Eram 18h10m do último dia 19, em Amam, na Jordânia (14h10m em Brasília) quando o duro Tiago Pereira ajoelha-se, na sala de aquecimento, para alongar a musculatura. Com o curto tatame amarelado lotado (num lado, Bráulio Estima aquece em pé com Leonardo Leite; colados, Gabriel Vella e Tarsis Humphreys esquentam com a ajuda de Rubens Cobrinha), o faixa-preta brasiliense ajoelha-se com a cabeça colada ao chão. Porém, sem saber, está virado de costas para a sagrada Meca.
Minutos depois, sai o sorteio do absoluto do Capital Challenge, e Tiago cai direto com Bráulio “Carcará” Estima, o eventual campeão. A derrota vem após uma raspagem e um katagatami arrochado, ao fim da luta: “Eu não conseguia ficar confortável nunca na guarda dele”, contou Tiago. “Ele puxou minha gola pela nuca, quando briguei para tirar, dominou meu braço pela manga. E deu no que deu”.
Foi nessa toada que o professor da Gracie Barra radicado em Birmingham venceria mais quatro lutas até a consagração como grande nome do evento realizado pela primeira vez na Jordânia, faturando o absoluto e a categoria até 88kg do campeonato dos brasileiros Zaid Mirza e Pedro Galiza. Mas não foi nada fácil, como o pernambucano aluno de mestre Zé Radiola (e futuro papai) conta a seguir, exclusivamente ao GRACIEMAG.com.
O que foi mais difícil na caminhada rumo aos dois ouros conquistados em Amam?
A seqüência de lutas no absoluto, na sexta-feira, com certeza me fez conhecer meus limites, nas condições em que estávamos. A capital Amam fica a 1.200 metros acima do mar, com o ar seco e pesado do deserto e só peguei pedreira. Tiago Pereira de primeira, Charles Cachoeira descansado de baia, e logo depois Gabriel Vella. Após as quartas-de-final contra Cachoeira pensei em desistir, foi o Otávio Souza que me deu um puxão de orelha e me fez concentrar, foi ali onde vi que poderia ir além do que eu pensava. Essa seqüência de lutas me fez evoluir bastante mentalmente, consegui botar meu Jiu-Jitsu no piloto automático!
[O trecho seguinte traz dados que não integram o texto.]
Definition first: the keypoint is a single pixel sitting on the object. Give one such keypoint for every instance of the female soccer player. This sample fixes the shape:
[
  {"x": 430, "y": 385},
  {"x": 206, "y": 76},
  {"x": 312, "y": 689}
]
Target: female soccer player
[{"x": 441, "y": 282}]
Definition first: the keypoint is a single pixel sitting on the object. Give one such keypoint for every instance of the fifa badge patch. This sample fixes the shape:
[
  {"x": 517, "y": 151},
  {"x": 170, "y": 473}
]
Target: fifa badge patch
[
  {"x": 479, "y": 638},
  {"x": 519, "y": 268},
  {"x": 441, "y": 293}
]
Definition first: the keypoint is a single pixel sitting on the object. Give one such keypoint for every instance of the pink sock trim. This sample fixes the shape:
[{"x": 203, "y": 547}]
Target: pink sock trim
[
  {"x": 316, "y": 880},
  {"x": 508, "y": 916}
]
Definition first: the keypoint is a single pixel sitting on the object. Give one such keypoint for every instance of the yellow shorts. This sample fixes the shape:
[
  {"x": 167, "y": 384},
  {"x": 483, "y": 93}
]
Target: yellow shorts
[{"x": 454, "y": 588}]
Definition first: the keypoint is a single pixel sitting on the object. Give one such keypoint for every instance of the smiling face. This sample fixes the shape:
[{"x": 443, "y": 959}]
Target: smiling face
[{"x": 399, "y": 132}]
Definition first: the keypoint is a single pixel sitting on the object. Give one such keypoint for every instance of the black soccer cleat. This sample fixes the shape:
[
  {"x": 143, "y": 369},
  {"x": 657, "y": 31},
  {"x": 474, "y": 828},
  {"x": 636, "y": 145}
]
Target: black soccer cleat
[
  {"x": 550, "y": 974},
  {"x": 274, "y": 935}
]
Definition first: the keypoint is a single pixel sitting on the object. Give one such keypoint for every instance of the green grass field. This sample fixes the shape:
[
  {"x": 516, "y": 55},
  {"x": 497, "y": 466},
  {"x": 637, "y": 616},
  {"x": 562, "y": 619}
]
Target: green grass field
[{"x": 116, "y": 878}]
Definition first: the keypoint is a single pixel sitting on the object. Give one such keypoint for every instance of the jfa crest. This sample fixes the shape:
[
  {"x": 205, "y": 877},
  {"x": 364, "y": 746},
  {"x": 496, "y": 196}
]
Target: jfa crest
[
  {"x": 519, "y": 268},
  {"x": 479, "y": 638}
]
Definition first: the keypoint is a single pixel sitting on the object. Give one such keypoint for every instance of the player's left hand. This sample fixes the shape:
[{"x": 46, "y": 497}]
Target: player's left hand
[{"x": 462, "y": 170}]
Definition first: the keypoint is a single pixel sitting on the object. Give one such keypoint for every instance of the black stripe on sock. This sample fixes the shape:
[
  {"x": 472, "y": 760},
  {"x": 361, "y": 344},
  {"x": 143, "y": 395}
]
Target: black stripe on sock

E a final contra Leonardo Leite, no sábado?Conheço bem o jogo do Léo, um excelente judoca de nível mundial, então eu sabia que não ia derrubar, lógico. Puxei [para a guarda], ataquei a luta toda enquanto ele se defendia bem, acabei ganhando por dois pontos, por punição no Léo, e no finzinho encaixei o braço, quando acabou o tempo. Agradeço a força do Lucio Rodrigues, o nosso Lagartão, e ao Otávio Souza, que no absoluto foi imprescindível como técnico.
Foi um fim de 2008 de redenção, após as lesões, não?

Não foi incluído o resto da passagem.